Pienso que también muchos Padres sinodales han tenido clara conciencia de las presiones de grupos, poco numerosos pero muy ruidosos, encaminadas a conseguir la abolición de la ley del celibato sacerdotal o dejarla en perenne estado de discusión.
Dudo mucho que estos grupos tengan como objetivo satisfacer las necesidades pastorales provocadas por la escasez de sacerdotes. El doloroso fenómeno de la utilización publicitaria de las defecciones, de la ausencia de vocaciones, de la crisis de seminarios, etc., expresa algo más profundo.
Durante el Sínodo varios Padres han puesto de relieve acertadamente que esas presiones podían tener el objetivo, a veces mal disimulado, de llegar al celibato opcional: lograr de momento que el pueblo fiel se acostumbre a ver a ese buen padre de familia, vecino y uno cualquiera de ellos, celebrando la Misa. Una vez logrado esto, el siguiente paso sería, sin duda, readmitir al ministerio los sacerdotes que abandonaron el ministerio y contrajeron matrimonio: ¿quién mejor preparado que ellos para encarnar la figura del sacerdote-casado?, dirán algunos. Sobre todo si, efectivamente, apenas se encuentran hombres casados que deseen ser sacerdotes. El siguiente paso sería ya inevitable: ¿por qué esperar a que sean infieles al celibato, si pueden ser a la vez casados y sacerdotes? Por otra parte, los mismos que eligieron o podrían elegir –con la generosidad propia de las almas jóvenes y limpias– el sacerdocio celibatario, difícilmente querrán seguir venciéndose para ser fieles a ese carisma, cuando se les presente tan fácil y honrosamente una solución práctica a su primer desfallecimiento. Y habremos llegado así, prácticamente, a la supresión del celibato.
Ante esas presiones, y también ante la escasez de vocaciones –que no es universal– los Pastores, al menos muchos de ellos, habrán sin duda recordado aquel Bonus Pastor animam suam dat por ovibus suis (Jn 10, 11), decidiéndoles a no adoptar soluciones fáciles y cómodas para ellos en detrimento del bien general de la Iglesia.

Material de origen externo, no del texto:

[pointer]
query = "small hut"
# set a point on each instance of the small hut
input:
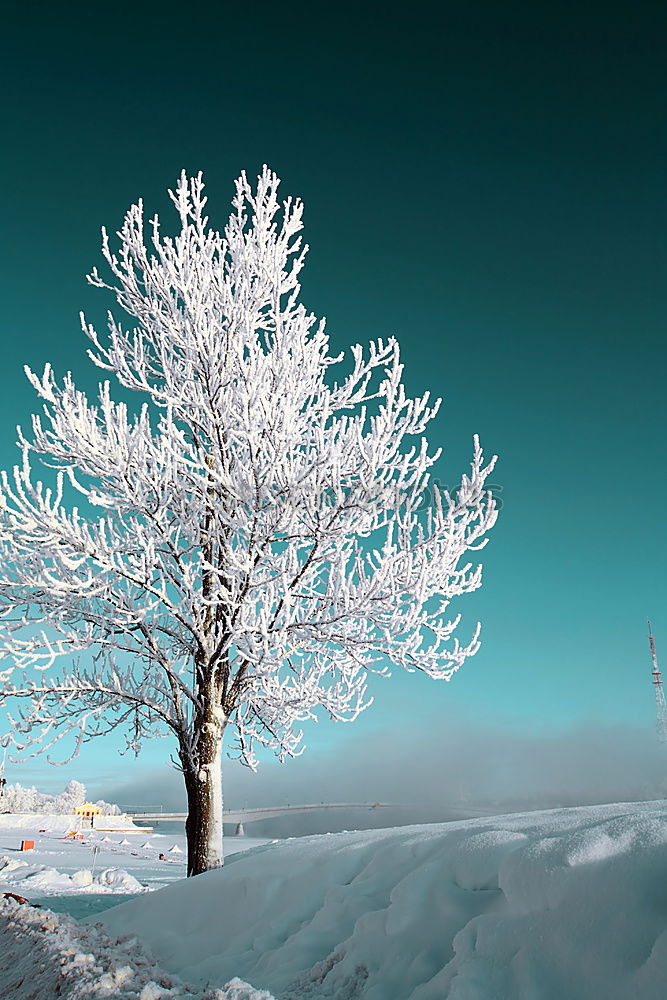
(88, 812)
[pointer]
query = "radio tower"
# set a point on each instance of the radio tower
(660, 704)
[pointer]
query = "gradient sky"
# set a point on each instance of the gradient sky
(484, 181)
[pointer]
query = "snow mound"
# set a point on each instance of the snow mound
(119, 880)
(43, 954)
(566, 903)
(44, 880)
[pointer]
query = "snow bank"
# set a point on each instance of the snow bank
(64, 822)
(565, 903)
(43, 954)
(35, 879)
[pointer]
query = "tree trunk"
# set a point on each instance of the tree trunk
(203, 827)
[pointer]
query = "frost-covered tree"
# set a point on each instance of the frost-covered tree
(252, 540)
(19, 799)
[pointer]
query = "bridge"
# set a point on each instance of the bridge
(241, 816)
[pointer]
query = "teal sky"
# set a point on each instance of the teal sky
(484, 181)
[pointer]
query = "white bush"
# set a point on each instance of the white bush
(19, 799)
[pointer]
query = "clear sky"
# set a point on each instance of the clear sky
(484, 181)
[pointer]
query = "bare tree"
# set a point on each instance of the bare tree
(261, 540)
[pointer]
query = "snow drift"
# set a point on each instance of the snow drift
(43, 954)
(564, 903)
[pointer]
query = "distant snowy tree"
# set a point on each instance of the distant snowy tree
(73, 796)
(19, 799)
(266, 534)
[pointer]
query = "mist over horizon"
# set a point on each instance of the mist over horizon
(428, 777)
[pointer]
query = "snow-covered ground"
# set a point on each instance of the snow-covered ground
(94, 862)
(46, 955)
(567, 904)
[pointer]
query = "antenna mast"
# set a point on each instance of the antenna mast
(660, 704)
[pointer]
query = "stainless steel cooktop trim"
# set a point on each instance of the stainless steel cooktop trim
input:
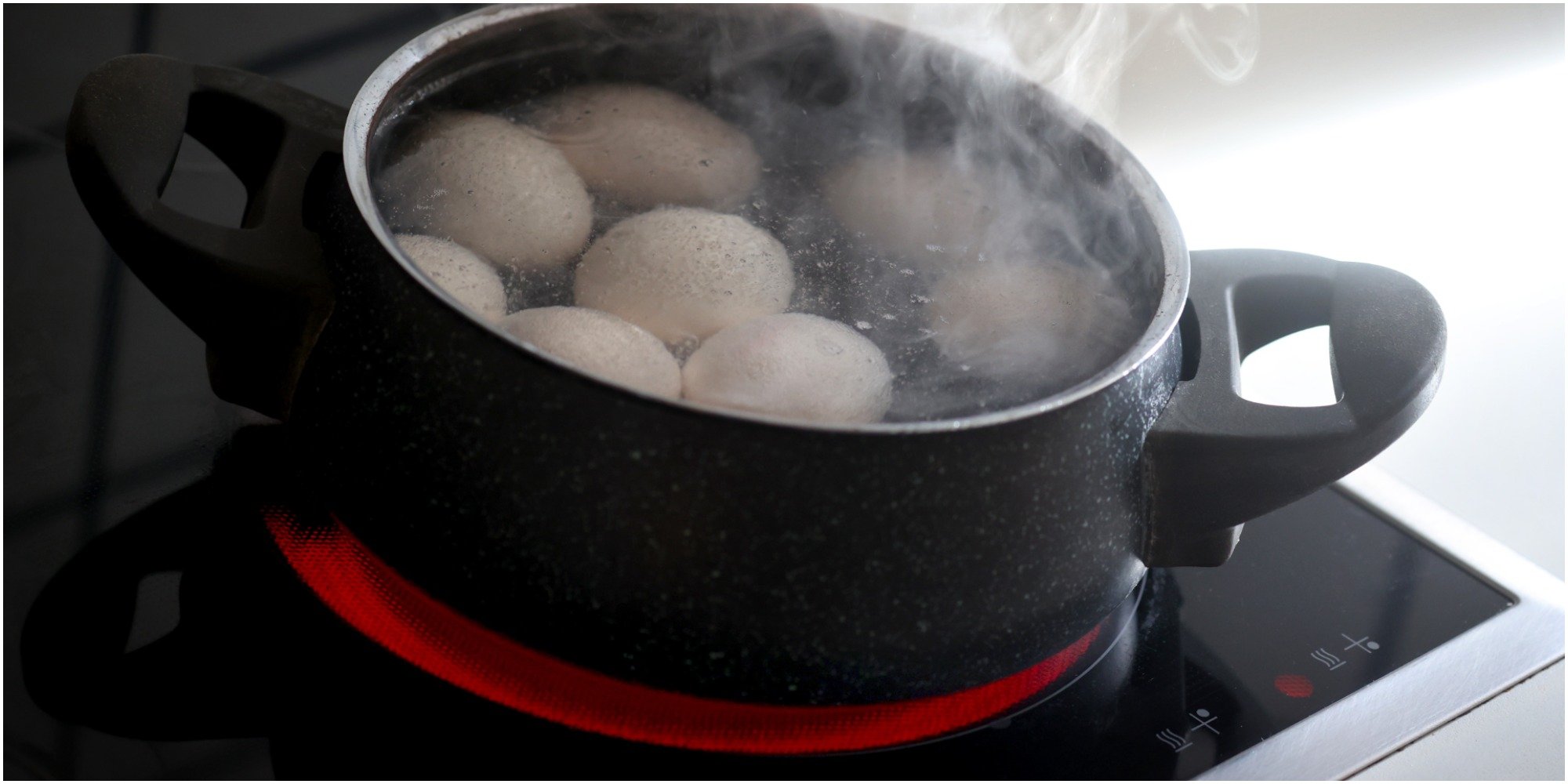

Siguiendo con motivaciones espirituales personales, pienso que al rechazar la ordenación de casados, los obispos se han guiado por una visión realista pero optimista de la vida: por la confianza en Dios y en los hombres. Efectivamente, aceptar aquella posibilidad como solución al problema de la escasez de vocaciones, hubiera sido fruto de un radical pesimismo, muy lejano de la esperanza cristiana y del espíritu de fe: como si Dios no estuviera dispuesto a conceder ya en abundancia el carisma del celibato, o como si los hombres ya no fuesen capaces de responder con generosidad al don de Dios.
También ha quedado patente la inconsistencia de otras motivaciones aducidas en favor de la ordenación de casados. Por ejemplo, el pensar que así se podría dar un auténtico testimonio cristiano en el ámbito familiar, lo que supone una mentalidad clerical que no reconoce que ese testimonio pueden y deben darlo los laicos cristianos.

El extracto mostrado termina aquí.